Interview with Mireia Moscardó. The Institut de la Màcula is conducting a pioneering trial
Mireia Moscardó is 28 and is a technical architect. Two years ago, she was diagnosed with Stargardt’s disease and her life went backwards. With a deterioration in her visual function of 60%, she is faced with a major obstacle in the exercise of her profession. She is also obliged to adapt her daily tasks to a new reality that took her by surprise. But Mireia’s strength and willpower remains intact. She is seeking work and has been selected for a pioneering clinical trial that attempts to halt the impact of the disease. As there are few lines of research in the world, this project is a window of hope.
How did you become aware of the disease?
I was diagnosed with the disease around two years ago in a routine check-up. I thought my myopia had got worse but then the doctor told me that there seemed to be something more at the back of my eye. When the disease was confirmed, I started to read up a lot. All I wanted was to find out more and more.
How has this disease affected your personal and professional life?
My personal life hasn’t changed too much. It’s a matter of adapting as I lose sight like, for example, using more light when I read and choosing books with quite a large text. I’m also ruled more by touch when, for example, I try to distinguish between coins.
Professionally, it has affected me more. I was fired from my job after I was judged “unfit” following a medical. However, I haven’t given up hope of working. There are a lot of companies that hire you if you have some type of disability. In fact, I’ve just been for an interview, in the knowledge that I have the disease. If I get the job, it will be as a certified disabled person.
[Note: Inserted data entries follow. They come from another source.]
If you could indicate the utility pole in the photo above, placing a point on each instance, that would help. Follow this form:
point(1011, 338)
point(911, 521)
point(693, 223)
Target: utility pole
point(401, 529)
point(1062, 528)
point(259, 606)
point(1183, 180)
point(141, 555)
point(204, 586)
What made you take part as a volunteer in a clinical trial?
When the Institut de la Màcula gave me the opportunity, I said yes immediately. Not just for my sake, but for the future generations who suffer this type of degenerative disease. Being able to help is something that also motivates me emotionally.
Do you think that participating in this trial gives you the chance to be closer to a treatment if the new medicine proves a success?
Yes, it’s an opportunity to be among the first people to gain access to a new medicine. I hope that we are getting nearer to finding a treatment. If the trial works, it will be fantastic news and if it doesn’t, we will have learned new things that will help us to keep making progress.
What would you say to other people who are considering participating in a trial?
Firstly, I would recommend them to find out about how the treatment works, how long it lasts and where they have to go. Mostly so they can get organised. I would also tell them to complete all the phases of the trial.
How do you value the work performed by the Barcelona Macula Foundation and the Institut de la Màcula?
It’s very important that someone is conducting research. In addition, all the doctors and professionals who we have seen have been really good to the participants in the research. It isn’t a painful process but it’s a long one.
What are your most immediate projects?
I wouldn’t like to miss out on any job opportunity just because I have this disease. But if it’s necessary, because I can’t work as an architect, I would try to find something else to do, something I like equally.